Half of UK organisations question the relevance of SD-WAN in Covid-driven remote workplace

Research reveals confusion among UK organisations concerning SD-WAN, with optimised WAN covering many bases already and over half of firms leaning towards SASE solutions to meet their requirements

An investigation into the attitudes of IT leaders in the post-Covid-19 environment claims to have found “widespread confusion” among UK IT leaders regarding the benefits of software-defined wide area networks (SD-WAN), with nearly half of organisations saying it is “less relevant” to the burgeoning remote workplace that’s emerged since lockdown.

The study by IT consultancy Accelerate Technologies – The future of SD-WAN in a UK economy – was based on the views of 800 IT leaders in private sector construction, finance/accounting, legal and utilities sector organisations with over 500 staff and 10 or more offices/sites, across multiple industries, to uncover the opinions of SD-WAN and how it has changed since the Covid-19 coronavirus outbreak. 

The top-line discovery from Accelerate was that 58% of IT leaders said the key challenge of the UK government’s work-from-home directive was managing remote worker performance and support issues. Nearly half reported issues with bandwidth, 40% noted infrastructure capacity, while 42% said the increased number of dispersed and unmanaged remote worker devices was problematic and not having the visibility to measure and improve performance compounded the issue. 

A quarter of the UK IT leaders surveyed were bringing forward cloud migration projects, with half prioritising projects to improve visibility and security for remote workers and cloud infrastructure because of Covid-19. Improving application performance for cloud-hosted apps/software as a service (SaaS) was found to be imperative since the pandemic.

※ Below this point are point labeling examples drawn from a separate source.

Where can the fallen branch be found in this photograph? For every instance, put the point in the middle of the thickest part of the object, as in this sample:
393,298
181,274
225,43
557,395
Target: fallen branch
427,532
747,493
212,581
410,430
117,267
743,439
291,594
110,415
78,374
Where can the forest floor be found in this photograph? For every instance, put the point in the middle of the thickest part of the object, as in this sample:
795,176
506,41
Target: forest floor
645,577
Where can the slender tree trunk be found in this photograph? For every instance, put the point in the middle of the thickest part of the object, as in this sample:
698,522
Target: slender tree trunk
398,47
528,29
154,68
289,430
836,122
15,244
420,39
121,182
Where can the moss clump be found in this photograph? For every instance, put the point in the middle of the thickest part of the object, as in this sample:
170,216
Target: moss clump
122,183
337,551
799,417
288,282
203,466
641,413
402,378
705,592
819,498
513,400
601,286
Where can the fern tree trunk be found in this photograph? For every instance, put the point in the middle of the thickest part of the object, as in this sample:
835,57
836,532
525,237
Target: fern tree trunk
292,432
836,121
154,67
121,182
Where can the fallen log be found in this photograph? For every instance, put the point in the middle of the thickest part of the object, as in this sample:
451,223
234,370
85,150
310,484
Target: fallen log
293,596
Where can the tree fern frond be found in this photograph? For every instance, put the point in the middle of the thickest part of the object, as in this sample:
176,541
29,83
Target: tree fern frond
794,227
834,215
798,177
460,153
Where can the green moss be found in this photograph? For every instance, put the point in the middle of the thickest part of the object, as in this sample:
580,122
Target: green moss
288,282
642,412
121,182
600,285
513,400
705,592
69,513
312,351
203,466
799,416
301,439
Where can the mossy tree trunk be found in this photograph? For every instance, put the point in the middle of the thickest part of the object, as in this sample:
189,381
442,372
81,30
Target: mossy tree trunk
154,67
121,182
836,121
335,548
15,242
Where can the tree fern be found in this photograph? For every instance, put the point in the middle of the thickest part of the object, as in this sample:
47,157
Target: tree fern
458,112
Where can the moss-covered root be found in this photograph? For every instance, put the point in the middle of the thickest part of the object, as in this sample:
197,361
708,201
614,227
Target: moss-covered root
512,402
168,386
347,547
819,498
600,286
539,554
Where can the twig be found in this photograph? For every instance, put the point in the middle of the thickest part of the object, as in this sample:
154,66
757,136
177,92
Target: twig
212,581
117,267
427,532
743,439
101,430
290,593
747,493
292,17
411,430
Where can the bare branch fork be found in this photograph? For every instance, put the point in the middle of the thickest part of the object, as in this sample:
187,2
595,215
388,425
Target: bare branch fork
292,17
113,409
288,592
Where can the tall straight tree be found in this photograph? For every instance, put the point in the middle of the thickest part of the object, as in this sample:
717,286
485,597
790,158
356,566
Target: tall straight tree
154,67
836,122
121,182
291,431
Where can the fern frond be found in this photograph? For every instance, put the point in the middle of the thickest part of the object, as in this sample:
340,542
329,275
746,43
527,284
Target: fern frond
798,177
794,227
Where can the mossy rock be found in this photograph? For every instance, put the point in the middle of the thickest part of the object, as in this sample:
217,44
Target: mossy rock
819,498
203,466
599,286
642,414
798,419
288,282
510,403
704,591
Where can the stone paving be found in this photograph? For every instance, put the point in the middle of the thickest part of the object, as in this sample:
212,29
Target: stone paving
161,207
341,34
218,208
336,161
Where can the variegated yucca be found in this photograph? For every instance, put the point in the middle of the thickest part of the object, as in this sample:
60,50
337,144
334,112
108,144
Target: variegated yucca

Looking at SD-WAN and the future workplace, the survey found that 62% of IT managers already have, or plan to deploy, SD-WAN, with a vast majority (45%) improving application performance. Over a third said SD-WAN increased agility and reduced the cost of WANs, while half said their primary objective was to simplify the management of branch office infrastructure and enable secure branch office internet break-outs, which over half had achieved – potentially supporting the future remote workplace where number and size of office locations could possibly reduce.

Yet despite the emergence and rapid take-up of SD-WAN, a third of organisations have no plans to deploy SD-WAN, with 55% favouring the emerging single cloud service model of secure access service edge (SASE), which converges SD-WAN features with cloud-based security services for remote workers and devices. Nearly half said WAN optimisation already gave them the required performance, or preferred the centralised security and single point of public entry offered by traditional multiprotocol label switching (MPLS) WAN architectures.

Of those with no plans to deploy SD-WAN, a quarter felt it didn’t support remote worker access, even if 55% of organisations with SD-WAN said it had done exactly that. A third cited a lack of internal skills or difficulty finding a suitable technology partner that can fully own and manage the deployment as reasons for not considering SD-WAN.

Accelerate’s data found that there is confusion among IT leaders around the benefits of SD-WAN and SASE. Just over two-thirds (43%) viewed SASE as a completely different use case to SD-WAN, while one in four saw SASE as an enhancement to SD-WAN architectures, bringing together secure zero-trust access for the new and increased remote workforce.

Assessing the key findings of the research, Darran Clare, director of technologies at Accelerate, said the remote worker challenges introduced by Covid-19 had naturally shifted people’s focus from site-to-site WANs to the needs of a more flexible workplace, hence the increased interest in SASE architectures

“We also see concrete proof that WAN optimisation is far from dead, and such services can play a key part in improving the performance of cloud-hosted applications where latency is the underlying issue,” he noted.

“While most SD-WAN and SASE vendors will advertise WAN Op capabilities, such claims should not be taken at face value as the scale and depth of application optimisation can vary greatly. The general consensus is that SASE…is able to extend beyond the physical limits of the network. There is clearly confusion concerning the capabilities of SD-WAN, and how best to implement the technology. 

“SD-WAN, while delivering undeniable value, has not managed to serve the entire needs of all organisations during the work-from-home directive. Covid-19 presents an enormous and evolving challenge as we look to return to a ‘new normal’ way of working, with many employees continuing to operate from home.”